Unit Code: HI6007

Unit Name: Statistics for Business Decisions Assignment: Tutorial Questions 2

Weighting: 25%

Purpose: This assignment is designed to assess your level of knowledge of the key topics covered in this unit

Unit Learning Outcomes Assessed:

1. Students are able to apply appropriate business research methodologies to support decision-making process.
2. Students are able to identify and apply valid statistical techniques in a given scenario to solve business problems.
3. Students are able to justify and interpret the results of a statistical analysis in the context of critical reasoning for a business problem solving.
4. Students are able to apply statistical knowledge to summarize data graphically and statistically, either manually or via a computer package.
5. Students are able to justify and interpret statistical/analytical scenarios that best fit business solution.
6. Students are able to justify value and limitations of the statistical techniques to business decision making.
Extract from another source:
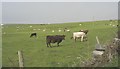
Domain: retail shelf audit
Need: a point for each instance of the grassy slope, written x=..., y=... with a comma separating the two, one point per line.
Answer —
x=35, y=52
Description: Each week students were provided with three tutorial questions of varying degrees of difficulty. These tutorial questions are available in the Tutorial Folder for each week on Blackboard. The Interactive Tutorials are designed to assist students with the process, skills and knowledge to answer the provided tutorial questions. Your task is to answer a selection of tutorial questions for weeks 7 to 11 inclusive and submit these answers in a single document.

The questions to be answered are;

Week 7

Question 2 (10 marks)

A local health centre noted that in a sample of 400 patients, 80 were referred to them by the local hospital.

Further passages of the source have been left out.